No two candidates could present such a different image for the identity of the Democratic Party of Japan (DPJ). The citizen activist-turned-bureaucratic reformer-turned-party president has been challenged by the former political wheeler and dealer of the LDP-turned-political reformer-turned-electioneering marvel—two visions of the party, and a divided band of loyalists within the party. Next Tuesday’s leadership election is make or break for the DPJ.
This eruption of deep differences within the DPJ is unfortunate timing for the Japanese people. The policy agenda is large—the immediacy of Japan’s economic challenges obvious. The DPJ’s loss in the Upper House election revealed a party with considerable internal hurdles to overcome. The unity and discipline that got them into power dissipated once they were in power, and Prime Minister Yukio Hatoyama resigned to try to allow the DPJ begin again. But clearly that was not enough. The struggle that is now overtly being waged for control over the party’s identity threatens to undermine the DPJ’s effort at governance.
The good news, however, is that the Japanese public—and those of us outside of Japan—get to see what a “policy debate” offers in this election for the party presidency. To date, we have seen the introduction of campaign manifestos that set out a broad menu for transforming Japanese governance and a new set of politicians that suggest the potential for changing the way Japan governs. Sorely needed, however, are the ligaments that tie personality and goals together—that answer specific questions for the Japanese citizen.
This race has added some clarity. Japan’s economic choices are at the heart of the debate. Mr. Ozawa, claiming leadership experience as his primary selling point, has put forward the idea that the vision articulated in the election campaign leading up to the Lower House election of 2009 should be the “blueprint” for Japan’s future.
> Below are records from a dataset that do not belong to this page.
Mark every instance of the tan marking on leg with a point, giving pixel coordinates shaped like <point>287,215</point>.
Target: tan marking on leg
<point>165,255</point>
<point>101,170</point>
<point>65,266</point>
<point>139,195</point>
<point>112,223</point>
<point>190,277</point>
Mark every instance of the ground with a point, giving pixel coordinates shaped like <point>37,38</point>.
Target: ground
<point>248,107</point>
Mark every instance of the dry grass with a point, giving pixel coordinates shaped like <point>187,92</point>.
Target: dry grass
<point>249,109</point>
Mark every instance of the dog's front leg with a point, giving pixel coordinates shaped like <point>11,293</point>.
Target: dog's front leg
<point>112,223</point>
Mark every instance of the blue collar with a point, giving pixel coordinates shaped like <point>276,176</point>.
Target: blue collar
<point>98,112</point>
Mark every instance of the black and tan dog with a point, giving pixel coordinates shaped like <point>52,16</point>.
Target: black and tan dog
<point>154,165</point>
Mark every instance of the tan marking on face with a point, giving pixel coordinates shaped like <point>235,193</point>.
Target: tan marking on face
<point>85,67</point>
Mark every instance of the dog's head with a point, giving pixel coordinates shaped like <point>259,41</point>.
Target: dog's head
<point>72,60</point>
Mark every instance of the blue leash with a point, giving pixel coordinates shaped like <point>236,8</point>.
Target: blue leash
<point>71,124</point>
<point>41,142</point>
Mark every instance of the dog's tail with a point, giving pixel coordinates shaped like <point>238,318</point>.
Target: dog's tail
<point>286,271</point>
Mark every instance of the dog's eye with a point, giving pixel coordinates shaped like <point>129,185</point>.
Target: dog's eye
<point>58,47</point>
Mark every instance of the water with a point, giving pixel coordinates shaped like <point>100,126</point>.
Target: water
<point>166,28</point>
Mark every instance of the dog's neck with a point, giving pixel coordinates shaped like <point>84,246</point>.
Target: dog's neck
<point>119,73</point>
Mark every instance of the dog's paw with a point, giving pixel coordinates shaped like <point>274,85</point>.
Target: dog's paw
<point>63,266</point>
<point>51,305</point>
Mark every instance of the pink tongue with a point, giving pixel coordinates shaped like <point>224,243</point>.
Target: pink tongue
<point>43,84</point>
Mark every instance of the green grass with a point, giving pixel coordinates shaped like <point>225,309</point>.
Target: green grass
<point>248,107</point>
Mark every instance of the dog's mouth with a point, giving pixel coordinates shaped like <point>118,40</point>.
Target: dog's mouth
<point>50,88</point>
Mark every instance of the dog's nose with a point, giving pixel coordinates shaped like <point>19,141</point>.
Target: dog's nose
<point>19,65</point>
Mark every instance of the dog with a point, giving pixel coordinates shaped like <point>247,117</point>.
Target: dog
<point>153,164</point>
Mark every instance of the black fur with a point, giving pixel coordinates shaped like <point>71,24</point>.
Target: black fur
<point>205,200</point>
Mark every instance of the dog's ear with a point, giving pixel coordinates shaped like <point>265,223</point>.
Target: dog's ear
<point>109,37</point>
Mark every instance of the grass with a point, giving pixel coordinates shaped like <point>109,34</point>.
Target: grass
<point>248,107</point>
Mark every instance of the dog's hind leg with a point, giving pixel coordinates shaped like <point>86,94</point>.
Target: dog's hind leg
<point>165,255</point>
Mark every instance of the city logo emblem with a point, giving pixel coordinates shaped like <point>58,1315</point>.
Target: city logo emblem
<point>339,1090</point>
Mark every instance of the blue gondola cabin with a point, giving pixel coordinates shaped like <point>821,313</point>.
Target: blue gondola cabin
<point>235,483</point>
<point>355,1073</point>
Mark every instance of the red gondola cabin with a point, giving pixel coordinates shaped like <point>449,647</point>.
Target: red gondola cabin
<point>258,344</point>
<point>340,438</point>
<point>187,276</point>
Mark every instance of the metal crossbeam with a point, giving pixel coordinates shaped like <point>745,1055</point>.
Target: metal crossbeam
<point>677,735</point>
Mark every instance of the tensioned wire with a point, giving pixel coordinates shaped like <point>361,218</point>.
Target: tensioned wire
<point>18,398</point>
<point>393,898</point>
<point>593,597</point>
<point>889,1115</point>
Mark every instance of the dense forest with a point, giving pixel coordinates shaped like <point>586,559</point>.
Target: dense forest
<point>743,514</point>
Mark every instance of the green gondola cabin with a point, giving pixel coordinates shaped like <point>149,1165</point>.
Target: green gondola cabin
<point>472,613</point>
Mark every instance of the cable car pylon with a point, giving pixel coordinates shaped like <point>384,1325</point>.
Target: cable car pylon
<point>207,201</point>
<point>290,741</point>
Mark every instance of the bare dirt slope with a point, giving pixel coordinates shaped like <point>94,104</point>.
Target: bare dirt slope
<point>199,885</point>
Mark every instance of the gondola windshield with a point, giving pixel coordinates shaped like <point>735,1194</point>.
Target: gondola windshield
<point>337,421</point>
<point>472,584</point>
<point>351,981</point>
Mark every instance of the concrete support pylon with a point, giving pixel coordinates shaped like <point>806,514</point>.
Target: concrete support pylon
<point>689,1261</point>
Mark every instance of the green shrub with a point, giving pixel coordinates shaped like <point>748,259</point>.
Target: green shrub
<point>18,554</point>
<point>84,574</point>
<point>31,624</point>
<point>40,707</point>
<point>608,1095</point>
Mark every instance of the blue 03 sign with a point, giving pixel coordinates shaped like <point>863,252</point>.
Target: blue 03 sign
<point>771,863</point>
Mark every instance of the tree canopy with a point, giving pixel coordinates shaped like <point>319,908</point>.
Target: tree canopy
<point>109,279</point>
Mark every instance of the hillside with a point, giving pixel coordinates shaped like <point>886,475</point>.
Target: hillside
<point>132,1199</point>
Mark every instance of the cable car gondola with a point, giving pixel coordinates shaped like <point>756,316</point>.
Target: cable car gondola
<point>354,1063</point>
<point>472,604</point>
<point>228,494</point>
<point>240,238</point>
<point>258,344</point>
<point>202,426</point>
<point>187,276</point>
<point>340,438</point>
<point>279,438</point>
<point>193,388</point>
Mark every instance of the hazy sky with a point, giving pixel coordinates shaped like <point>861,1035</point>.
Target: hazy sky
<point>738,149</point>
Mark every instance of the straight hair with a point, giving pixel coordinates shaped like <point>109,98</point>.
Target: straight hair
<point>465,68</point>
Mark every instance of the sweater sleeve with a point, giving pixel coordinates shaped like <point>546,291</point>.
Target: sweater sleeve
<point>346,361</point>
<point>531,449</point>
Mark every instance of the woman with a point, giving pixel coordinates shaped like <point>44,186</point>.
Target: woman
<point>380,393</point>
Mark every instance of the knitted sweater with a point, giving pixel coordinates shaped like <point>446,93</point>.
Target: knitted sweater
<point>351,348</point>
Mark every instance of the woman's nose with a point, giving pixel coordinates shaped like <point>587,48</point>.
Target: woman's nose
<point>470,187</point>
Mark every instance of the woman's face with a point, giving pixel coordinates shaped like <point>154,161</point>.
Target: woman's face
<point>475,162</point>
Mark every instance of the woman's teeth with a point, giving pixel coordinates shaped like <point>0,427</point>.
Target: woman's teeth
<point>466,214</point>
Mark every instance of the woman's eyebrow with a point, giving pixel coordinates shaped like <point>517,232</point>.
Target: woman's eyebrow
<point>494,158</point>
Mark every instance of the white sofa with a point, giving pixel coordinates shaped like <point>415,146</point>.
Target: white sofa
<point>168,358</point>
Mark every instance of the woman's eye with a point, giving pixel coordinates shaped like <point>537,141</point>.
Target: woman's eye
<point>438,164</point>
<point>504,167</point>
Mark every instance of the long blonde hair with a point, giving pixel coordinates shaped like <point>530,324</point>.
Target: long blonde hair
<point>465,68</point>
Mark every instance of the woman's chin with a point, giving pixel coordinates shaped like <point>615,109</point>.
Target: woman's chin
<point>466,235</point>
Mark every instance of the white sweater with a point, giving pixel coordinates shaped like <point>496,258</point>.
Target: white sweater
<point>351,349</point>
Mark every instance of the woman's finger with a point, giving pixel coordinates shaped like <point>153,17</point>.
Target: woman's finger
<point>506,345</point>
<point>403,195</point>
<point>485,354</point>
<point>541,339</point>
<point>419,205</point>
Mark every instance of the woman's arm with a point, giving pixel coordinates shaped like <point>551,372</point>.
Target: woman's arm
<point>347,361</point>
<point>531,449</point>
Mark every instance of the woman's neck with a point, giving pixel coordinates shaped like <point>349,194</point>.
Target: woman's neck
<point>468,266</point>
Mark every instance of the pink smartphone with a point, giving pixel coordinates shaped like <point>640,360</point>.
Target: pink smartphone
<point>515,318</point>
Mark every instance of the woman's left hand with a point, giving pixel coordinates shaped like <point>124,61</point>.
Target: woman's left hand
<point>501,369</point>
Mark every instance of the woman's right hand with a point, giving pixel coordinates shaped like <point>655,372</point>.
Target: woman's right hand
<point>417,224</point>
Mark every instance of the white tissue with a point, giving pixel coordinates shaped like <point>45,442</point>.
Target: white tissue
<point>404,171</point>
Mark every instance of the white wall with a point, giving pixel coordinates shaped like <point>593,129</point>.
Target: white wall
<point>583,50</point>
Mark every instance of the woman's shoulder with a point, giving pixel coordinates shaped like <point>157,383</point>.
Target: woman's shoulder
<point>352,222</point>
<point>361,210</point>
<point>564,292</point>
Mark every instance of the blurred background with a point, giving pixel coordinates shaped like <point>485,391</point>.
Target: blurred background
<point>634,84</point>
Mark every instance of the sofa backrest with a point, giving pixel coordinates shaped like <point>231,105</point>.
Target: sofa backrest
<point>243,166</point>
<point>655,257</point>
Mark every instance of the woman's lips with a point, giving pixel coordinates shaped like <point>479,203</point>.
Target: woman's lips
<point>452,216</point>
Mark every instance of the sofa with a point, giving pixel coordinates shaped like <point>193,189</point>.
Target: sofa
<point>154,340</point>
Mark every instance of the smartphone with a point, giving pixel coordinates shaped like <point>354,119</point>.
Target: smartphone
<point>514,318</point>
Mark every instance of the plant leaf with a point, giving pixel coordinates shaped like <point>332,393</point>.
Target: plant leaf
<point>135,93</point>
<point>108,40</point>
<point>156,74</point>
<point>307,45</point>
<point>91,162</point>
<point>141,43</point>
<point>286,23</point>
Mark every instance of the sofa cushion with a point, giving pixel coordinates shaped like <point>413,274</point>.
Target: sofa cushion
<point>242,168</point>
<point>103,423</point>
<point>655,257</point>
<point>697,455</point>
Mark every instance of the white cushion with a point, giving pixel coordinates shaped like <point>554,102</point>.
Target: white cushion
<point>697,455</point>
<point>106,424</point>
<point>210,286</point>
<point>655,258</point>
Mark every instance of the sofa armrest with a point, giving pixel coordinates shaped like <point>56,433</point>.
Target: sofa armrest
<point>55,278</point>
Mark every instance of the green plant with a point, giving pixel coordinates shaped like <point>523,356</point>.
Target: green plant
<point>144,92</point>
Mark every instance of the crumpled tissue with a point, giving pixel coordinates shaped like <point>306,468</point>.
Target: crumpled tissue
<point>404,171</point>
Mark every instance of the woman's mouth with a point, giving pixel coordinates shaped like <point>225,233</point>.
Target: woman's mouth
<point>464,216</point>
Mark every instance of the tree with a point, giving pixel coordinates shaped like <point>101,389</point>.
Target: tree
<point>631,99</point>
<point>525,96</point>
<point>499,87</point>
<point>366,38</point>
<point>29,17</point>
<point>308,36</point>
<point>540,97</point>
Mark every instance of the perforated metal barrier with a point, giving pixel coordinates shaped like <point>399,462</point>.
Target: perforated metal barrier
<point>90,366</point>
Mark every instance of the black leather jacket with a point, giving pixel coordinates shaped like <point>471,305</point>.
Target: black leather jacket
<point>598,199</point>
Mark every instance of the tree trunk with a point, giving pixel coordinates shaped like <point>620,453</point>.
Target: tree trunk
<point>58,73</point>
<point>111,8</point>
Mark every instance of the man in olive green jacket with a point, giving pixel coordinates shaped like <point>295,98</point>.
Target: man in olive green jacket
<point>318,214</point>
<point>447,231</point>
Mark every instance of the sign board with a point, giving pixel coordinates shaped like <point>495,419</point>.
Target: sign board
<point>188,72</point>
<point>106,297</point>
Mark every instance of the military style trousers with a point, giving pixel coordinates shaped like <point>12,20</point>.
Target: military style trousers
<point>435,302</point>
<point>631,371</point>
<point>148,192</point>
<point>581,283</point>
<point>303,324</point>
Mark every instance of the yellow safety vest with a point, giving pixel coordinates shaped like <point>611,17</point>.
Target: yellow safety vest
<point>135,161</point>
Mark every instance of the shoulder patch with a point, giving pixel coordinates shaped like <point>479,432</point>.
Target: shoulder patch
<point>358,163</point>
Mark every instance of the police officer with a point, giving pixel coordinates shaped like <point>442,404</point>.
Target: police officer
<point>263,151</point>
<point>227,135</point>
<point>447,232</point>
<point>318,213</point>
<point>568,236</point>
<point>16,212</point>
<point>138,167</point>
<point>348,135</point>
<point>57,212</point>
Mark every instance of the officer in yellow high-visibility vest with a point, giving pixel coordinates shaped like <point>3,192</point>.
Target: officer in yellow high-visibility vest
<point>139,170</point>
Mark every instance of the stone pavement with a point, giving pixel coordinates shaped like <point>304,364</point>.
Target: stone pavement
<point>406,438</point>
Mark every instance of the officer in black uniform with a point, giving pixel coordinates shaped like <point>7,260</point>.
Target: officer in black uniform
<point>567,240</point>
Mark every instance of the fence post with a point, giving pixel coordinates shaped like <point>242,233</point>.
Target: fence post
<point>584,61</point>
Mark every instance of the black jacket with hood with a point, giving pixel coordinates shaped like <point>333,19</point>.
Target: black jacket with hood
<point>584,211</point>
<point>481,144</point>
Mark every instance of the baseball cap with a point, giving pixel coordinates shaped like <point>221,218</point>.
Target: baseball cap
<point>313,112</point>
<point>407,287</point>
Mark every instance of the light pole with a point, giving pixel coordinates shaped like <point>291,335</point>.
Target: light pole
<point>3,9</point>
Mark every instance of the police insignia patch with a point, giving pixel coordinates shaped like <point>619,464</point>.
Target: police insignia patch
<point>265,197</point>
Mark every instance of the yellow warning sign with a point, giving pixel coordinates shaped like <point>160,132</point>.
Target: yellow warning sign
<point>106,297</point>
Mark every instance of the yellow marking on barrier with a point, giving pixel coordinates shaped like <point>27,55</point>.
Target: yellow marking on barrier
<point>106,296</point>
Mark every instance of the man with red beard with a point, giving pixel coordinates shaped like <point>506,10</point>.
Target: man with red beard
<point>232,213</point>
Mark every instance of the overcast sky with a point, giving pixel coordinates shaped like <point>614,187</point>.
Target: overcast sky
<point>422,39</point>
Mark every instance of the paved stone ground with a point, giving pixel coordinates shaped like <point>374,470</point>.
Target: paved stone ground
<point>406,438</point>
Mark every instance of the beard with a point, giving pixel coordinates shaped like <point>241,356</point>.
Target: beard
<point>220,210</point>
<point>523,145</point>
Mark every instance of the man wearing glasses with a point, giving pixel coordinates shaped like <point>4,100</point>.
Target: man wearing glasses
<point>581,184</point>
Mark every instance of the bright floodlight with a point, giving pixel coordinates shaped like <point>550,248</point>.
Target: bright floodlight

He wants to give Japan’s local governments subsidies to use freely, and thereby wants to relieve the central government of the responsibility of overseeing their choices. He argues for continuing to reduce waste in government spending, and to find ways of financing the campaign pledge to offer a subsidy to those households raising children.
Mr. Kan argues that these ideas just don’t work under the realities facing Japan today. He urges his party to consider tax reforms—not only the dreaded consumption tax but also a revamping of Japan’s corporate taxes—to increase national revenue, and he calls for continued stimulus for the national economy. Much of what the prime minister is advocating seems sensible, but the root question remains: how does he stimulate Japanese growth and handle the various impacts of the rise in Japan’s yen?
It is Mr. Ozawa’s remarks that seem to draw most attention abroad. The DPJ’s controversial former secretary-general has not been on the dais arguing his policy views for years. He has rather been behind the scenes, planning election campaigns, drawing up lists of candidates, and plotting how to get the DPJ elected into office. More recently the Japanese Prosecutor’s Office has tried to indict him on charges that he violated the law with his campaign funds. This still-pending question of whether he has done anything wrong hangs over his candidacy and plagues the DPJ’s efforts to present themselves as the party of reform.
Mr. Kan, on the other hand, bounded into his role as leader of the DPJ and thus prime minister of Japan in the wake of the disastrous end to the tenure of former Prime Minister Yukio Hatoyama. He and his supporters picked up the pieces of the party, effectively declaring an end to the “money and politics” scandals that had plagued both Ozawa and Hatoyama during the DPJ’s first year in power. Team Kan includes some of the party’s younger luminaries—Katsuya Okada, Seiji Maehara, Renho—as well as some of its most accomplished policy experts—Yoshito Sengoku.
Public frustration with Japan’s politicians is high. The drama of the Kan-Ozawa contest seems somewhat self-indulgent to many Japanese, but there is a need to develop the habit of open policy debate—to continue to push Japan’s political leaders in the direction of clarifying what policies and goals they will implement if they are elected.
Next Tuesday, the DPJ will elect their leader, and the entire 13 year history of this new political force in Japanese politics will hang in the balance. Whether Mr. Kan or Mr. Ozawa, one of these men will need to line up behind the other—without an inkling of doubt as to their purpose—if the DPJ is to survive.
But perhaps even more important than party survival is the fact that the Japanese people sorely need—and deeply deserve—committed and dedicated political leadership. Abstract notions of how to change Japan will now need to be organized into an effective agenda of policy goals.
Those of us outside Japan can only watch to see how this all comes out. Let’s hope Mr. Kan and Mr. Ozawa can see beyond September 14—to the larger purpose of restoring Japan’s confidence in its capacity to energize and organize itself for change.